Monday, July 6, 2020

What’s holding me back?

I’ve been reading through the Bible this year something that I haven’t done since I was a teen so that’s about... umm never mind it’s been a while. The crazy thing about reading that way is you don’t choose what you read, you read what comes next and that has a profound way of delivering a sometime unsolicited message day after day. 
I’ve been reading through 1 and 2 Kings these last 4 weeks and there is a theme I keep seeing. A lot of  kings did almost everything they needed to but they kept leaving these few high places or strongholds, other spots to worship any deity that may be around basically they wouldn’t fully submit their ego’s. 

Last week I felt like there were dry wells that I was seeking and this seems to be a similar thread, I think I need to hear something and maybe you do to. 

So what stronghold has a hold on you? 

Chances are the answer is staring you in the face I know it’s staring me down right now. 

Just so we’re clear I don’t have your answer but I think you like me know the first answer and saying it out loud will open the way to knowing the second answer... so I’ll go first. 
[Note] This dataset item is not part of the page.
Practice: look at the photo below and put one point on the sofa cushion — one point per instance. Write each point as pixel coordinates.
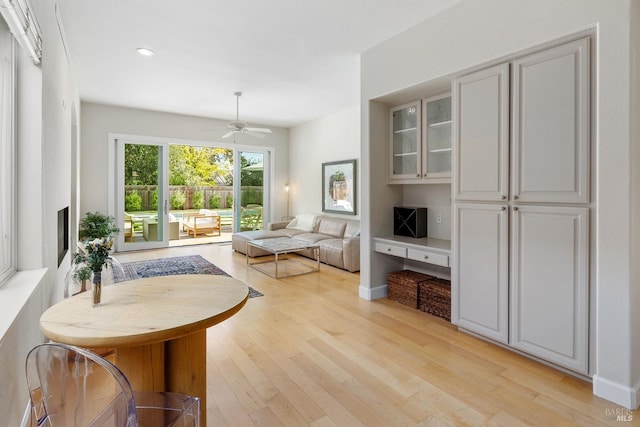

What high place has leverage over me? 

Shoot...I don’t want to say it now

Okay here goes...

Fear of not being good enough. 

Whew I said it. 

That fear, “the fear of not being good enough” has stopped me from so many things including continuing to write this blog. I’m writing this as if someone is reading it but no one may even see it but I don’t care but I’m sick and tired of “that fear” stopping me from writing because I’m assured of no one reading what I’m to afraid to write. 
I’m sick of “that fear” robbing me of life. 

Next question. 
What does it mean to be fully submitted? 

That’s pretty personal. 
Personal in the way that it’s tailor made for who and where you are at. 
The other personal to I guess. 

For me, today at least, it means I need to stop trying to outsmart my mentors with how much I know and start letting my shortcomings be seen and build up rather then sticking to the areas I’m doing good at and never growing past where I am now. 
That answer came surprisingly fast after saying the first one out loud. 

If you’ve read this far then it’s time to stop reading and start writing. Write down the two questions and answer them for yourself because nothing changes until you do. 

Here they are again what strongholds have hold on you? & What does it mean to be fully submitted?

I’m Jason and this is life as i see it.